Temperature-insensitive nanomechanical clocks in CMOS oxides

For nearly a century, quartz has been the material of choice for stable clock generation due to its temperature-insensitive stiffness, which enables mechanical oscillations with frequency instability as low as a few parts per million (ppm) across extended temperature ranges. However, the specialized processing of quartz prevents its integration within complementary metal-oxide semiconductor (CMOS) chips. The reliance on off-chip quartz clocks limits central processing units from fully utilizing emerging massively parallel computing architectures, where spatially and spectrally distributed, independent clocking is essential for achieving high speed and low power consumption. Additionally, quartz lacks inherent frequency-tuning mechanisms, limiting its ability to reduce instability levels below the part-per-billion (ppb) range, as required for precision timekeeping applications. In this work, we present an approach to match and even surpass the temperature stability of quartz in nanomechanical resonators implemented using oxides available in CMOS processes.
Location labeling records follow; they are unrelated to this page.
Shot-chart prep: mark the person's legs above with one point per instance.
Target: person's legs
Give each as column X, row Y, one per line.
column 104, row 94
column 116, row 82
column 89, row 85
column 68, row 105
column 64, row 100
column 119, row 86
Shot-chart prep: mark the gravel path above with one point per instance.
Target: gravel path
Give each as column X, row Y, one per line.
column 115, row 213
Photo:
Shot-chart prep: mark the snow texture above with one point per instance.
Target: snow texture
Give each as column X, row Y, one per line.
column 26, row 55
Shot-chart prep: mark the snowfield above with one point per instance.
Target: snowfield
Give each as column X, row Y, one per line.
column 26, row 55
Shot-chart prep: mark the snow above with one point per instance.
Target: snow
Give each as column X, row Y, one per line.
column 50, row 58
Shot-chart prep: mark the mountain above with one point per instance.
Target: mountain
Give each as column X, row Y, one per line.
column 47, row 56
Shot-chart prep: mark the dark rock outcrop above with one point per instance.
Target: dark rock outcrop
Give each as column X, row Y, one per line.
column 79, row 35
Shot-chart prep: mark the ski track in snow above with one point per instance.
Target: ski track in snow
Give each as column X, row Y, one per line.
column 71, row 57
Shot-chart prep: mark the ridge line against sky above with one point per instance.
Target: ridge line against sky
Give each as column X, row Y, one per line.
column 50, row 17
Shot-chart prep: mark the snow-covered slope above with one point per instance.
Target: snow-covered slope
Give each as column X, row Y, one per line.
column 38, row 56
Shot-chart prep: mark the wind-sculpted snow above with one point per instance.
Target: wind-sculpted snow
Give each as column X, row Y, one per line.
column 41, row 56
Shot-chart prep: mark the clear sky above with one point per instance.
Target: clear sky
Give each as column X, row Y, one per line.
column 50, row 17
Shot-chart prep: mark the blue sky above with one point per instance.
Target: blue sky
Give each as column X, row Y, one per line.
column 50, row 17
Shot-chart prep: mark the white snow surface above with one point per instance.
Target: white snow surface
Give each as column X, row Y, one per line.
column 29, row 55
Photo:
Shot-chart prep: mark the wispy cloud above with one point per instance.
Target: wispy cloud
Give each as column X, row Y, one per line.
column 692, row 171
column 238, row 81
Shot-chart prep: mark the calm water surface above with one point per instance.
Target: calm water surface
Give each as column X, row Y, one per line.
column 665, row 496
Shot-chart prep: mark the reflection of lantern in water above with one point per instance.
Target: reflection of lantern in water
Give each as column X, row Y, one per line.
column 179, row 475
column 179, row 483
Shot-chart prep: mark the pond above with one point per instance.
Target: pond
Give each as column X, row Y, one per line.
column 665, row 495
By leveraging the composition-dependent phase transformations, we engineer the stiffness of hafnium-zirconium oxide (HZO) to complement the temperature characteristics of amorphous silicon dioxide (SiO ₂ ). This enables the creation of temperature-insensitive HZO-SiO2 nano-resonators with frequency drifts as small as 9 ppm over a 120°C range. Furthermore, by exploiting the electric-field control of HZO’s structure, we actively tune stiffness, reducing the temperature instability of HZO-SiO ₂ nano-resonators to ± 0.25 ppb. This advancement opens the possibility of replacing off-chip clocks with on-chip nanoscale alternatives that offer significantly higher stability.